No hay partido entre los Scarpia. Željko Lučić tiene una voz sin interés, con un timbre mate y tiende al alarido. Como actor es también bastante del montón: gustan en Nueva York este tipo de barítonos que pueden llenar de sonido el enorme Metropolitan y tuvo éxito con el público. Por contraste, Gerald Finley en Covent Garden fue un Scarpia sutil. Dado que el Scarpia de moda es Bryn Terfel, escénicamente aterrador pero con una voz hoy en día estridente y destemplada, es normal que la elegancia de Finley tenga menos seguidores. Pero el “ebben?” con el que da un ultimátum a Tosca (tu cuerpo o la sangre de Mario) es un gran ejemplo de cómo enfoca el personaje. Cantó todo bien: su Scarpia no es un psicópata ni un Drácula sino un hombre poderoso, corrupto acostumbrado a que las cosas se hagan a su modo. Como apunta el famoso dicho, “el poder corrompe y el poder absoluto corrompe absolutamente”. 

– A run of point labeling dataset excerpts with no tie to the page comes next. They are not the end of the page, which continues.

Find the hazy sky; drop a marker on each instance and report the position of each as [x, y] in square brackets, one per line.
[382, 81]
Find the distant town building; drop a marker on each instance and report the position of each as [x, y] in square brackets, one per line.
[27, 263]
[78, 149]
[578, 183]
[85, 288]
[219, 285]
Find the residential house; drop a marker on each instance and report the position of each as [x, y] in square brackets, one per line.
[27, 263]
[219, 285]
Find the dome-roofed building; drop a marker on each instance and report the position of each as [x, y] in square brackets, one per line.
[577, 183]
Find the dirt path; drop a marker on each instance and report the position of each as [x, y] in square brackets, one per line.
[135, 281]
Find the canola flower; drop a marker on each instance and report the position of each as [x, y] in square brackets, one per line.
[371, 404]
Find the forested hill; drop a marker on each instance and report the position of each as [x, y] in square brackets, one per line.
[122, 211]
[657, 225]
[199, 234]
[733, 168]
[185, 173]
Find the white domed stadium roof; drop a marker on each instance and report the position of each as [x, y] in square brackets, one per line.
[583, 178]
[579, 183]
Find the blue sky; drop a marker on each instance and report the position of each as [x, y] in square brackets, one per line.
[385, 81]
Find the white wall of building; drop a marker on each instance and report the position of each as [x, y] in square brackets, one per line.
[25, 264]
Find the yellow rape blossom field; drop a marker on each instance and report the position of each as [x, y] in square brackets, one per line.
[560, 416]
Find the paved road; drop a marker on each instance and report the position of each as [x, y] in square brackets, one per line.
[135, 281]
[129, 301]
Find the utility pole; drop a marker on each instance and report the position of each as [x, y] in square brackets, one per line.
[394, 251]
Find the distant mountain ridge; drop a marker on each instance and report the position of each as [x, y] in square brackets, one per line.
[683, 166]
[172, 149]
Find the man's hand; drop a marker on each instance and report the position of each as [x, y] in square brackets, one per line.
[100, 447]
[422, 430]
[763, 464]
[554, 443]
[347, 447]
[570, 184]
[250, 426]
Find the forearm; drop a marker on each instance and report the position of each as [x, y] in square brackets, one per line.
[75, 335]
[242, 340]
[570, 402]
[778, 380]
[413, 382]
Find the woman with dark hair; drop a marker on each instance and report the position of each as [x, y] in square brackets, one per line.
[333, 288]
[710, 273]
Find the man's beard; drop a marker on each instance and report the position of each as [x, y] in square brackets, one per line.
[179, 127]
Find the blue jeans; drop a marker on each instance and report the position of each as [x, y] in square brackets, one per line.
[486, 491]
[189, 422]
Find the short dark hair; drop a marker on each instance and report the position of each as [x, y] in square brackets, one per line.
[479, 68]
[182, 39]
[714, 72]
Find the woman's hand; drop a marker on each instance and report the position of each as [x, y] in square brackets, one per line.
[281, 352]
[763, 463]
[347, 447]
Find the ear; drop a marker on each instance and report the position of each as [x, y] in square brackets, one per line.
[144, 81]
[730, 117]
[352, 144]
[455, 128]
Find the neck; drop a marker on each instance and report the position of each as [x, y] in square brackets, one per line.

Ambos directores de orquesta, Emmanuel Villaume en Nueva York y Dan Ettinger en Londres, fueron de menos a más. Atentos a las necesidades de los cantantes y líricos cuando tocaba hicieron un buen trabajo, si bien no particularmente memorable. Mostró mucho oficio Villaume al acompañar al caprichoso Grigolo y al esperar por Yoncheva en el acto segundo en el que la soprano se olvidó de cantar “Ma libero all’istante lo voglio”. ¡Un momento de tensión!

Las producciones escénicas gestionan con dignidad las pocas oportunidades de experimentar que ofrece Tosca: ambas son de iglesia, palacio y Castel Sant’Angelo. No intentaron nada más y se echa de menos un poco más de imaginación. En Londres la Tosca de Jonathan Kent, creada para Gheorghiu en 2006, juega con la idea de Scarpia como director de teatro al que se le va el drama de las manos: parece dirigir la tortura a Mario y aplaude a Tosca después de “Vissi d’arte”. En el acto tercero no se sabe si Mario se da cuenta que no tiene esperanzas de sobrevivir. La nueva producción de David McVicar para el MET tampoco se mete en arenas movedizas con la relación entre Tosca y Scarpia. Hay una escuela mayoritaria en la que ella lo odia y punto, mientras que otros directores escénicos han querido mostrarla de algún modo fascinada por el jefe de la policía romana. Es curioso el cambio entre la producción que hizo para la English National Opera y ésta de Nueva York. En la de Londres Tosca acaricia los genitales de Scarpia cuando éste yace muerto mientras que en Nueva York no hay ambigüedad de sentimientos. El Mario de McVicar entiende perfectamente que Tosca ha sido engañada y que va a ser fusilado de verdad. Esto propició el momento mejor de Grigolo. Cuando Tosca lo informa de la ejecución simulada y canta “liberi!” llena de esperanza él responde con un hilo de voz y enorme desesperación.

Ha sido un privilegio ver estas Toscas y tengo aún mejores noticias. Según me cuentan, la del MET, que fue sobresaliente, no contaba con ninguno de los miembros del reparto originalmente previsto. O sea, lo que vimos no era el sueño del gerente sino lo que lograron organizar una vez que cancelaron Jonas Kaufmann y Bryn Terfel, “dimitieron” a Kristine Opolais (lo que provocó la dimisión de su marido, el director de orquesta Andris Nelsons) y prescindieron de James Levine por causa del escándalo sexual en el que anda metido. ¡Vaya culebrón!

Vayan a la ópera. Vivimos años dorados. Y dejen en casa la pizarra y la tiza de Beckmesser. Y si la llevan, como hago yo inevitablemente, no dejen que el foco en los detalles problemáticos les nuble el disfrute de lo muchísimo que funciona a las mil maravillas.